I looked up. Through the miles of dark water, I could see the Deep-V hanging like a doomed firefly. Aris was pressed against the viewport, his eyes wide, looking for the brother he had tried to dissect.

01:45.

"I have to go to him," I said.

[...NO. The metal will burn. You will be ash in the salt...]

"Vespera, listen to the Hum!" I grabbed her shoulders, my webbed fingers digging into her shimmering skin. "If that core blows, the whole canyon falls. You'll be trapped. I'm the only one who can get close enough to pull the core before it hits critical. I have his DNA. The biometric locks... they might still recognize me."

She looked at me, her four eyes shimmering with a grief that spanned eons. She had found a mate, only to watch him try to save the species that had just signed his death warrant.

[...Go. But if you do not return, I will rise. I will make the surface a memory...]

I didn't wait for her to change her mind. I launched myself upward.

I was no longer limited by the drag of water. I was a torpedo of silver light. I cleared a thousand feet in seconds, the pressure change meaning nothing to my mutated lungs. I reached the sub as the timer hit 00:45.
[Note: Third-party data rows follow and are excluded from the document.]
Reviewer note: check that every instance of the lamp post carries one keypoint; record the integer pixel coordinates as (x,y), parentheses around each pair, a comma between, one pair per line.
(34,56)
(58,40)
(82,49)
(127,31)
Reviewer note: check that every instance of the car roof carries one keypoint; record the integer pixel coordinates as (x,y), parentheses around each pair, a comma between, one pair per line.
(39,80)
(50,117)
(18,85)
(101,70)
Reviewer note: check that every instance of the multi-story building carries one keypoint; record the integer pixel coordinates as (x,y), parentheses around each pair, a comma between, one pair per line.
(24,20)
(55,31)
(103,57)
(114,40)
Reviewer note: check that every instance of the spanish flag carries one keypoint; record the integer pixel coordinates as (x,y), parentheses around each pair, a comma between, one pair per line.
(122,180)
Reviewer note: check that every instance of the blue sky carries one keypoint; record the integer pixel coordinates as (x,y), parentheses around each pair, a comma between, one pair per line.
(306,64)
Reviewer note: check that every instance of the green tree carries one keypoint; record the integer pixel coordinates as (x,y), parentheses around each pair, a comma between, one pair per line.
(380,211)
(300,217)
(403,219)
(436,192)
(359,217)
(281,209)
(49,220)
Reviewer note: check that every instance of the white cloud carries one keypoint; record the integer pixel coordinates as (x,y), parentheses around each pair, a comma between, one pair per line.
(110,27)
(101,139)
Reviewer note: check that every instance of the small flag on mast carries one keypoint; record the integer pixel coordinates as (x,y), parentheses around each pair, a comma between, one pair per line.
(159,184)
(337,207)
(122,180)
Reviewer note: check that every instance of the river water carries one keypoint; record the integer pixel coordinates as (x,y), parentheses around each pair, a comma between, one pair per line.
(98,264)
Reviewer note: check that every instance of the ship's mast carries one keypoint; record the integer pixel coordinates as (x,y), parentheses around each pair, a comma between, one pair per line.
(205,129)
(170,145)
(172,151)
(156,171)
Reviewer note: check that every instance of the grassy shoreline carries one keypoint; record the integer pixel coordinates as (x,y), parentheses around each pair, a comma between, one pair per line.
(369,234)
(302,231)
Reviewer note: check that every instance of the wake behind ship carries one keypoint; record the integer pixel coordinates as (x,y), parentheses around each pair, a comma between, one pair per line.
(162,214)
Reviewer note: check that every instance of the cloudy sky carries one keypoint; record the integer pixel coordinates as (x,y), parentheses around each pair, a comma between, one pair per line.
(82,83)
I slammed my hand against the outer hatch's emergency sensor.

The light turned red. Unauthorized.

I pressed my face against the viewport. Aris was on the other side, weeping, his hands pressed against the glass.

"Elias! They're killing us! They're resetting everything!"

"Press your palm to the glass, Aris!" I shouted through the frequency. "I need the biometric sync! Now!"

He didn't ask questions. He pressed his hand against the cold glass. I mirrored him on the outside, my pale, webbed hand overlapping his human one. The twin signatures—one corrupted by the deep, one dying from the surface—fused.

The computer chirped.

00:15.

The emergency hatch hissed open. I didn't enter for air. I entered for the kill-switch.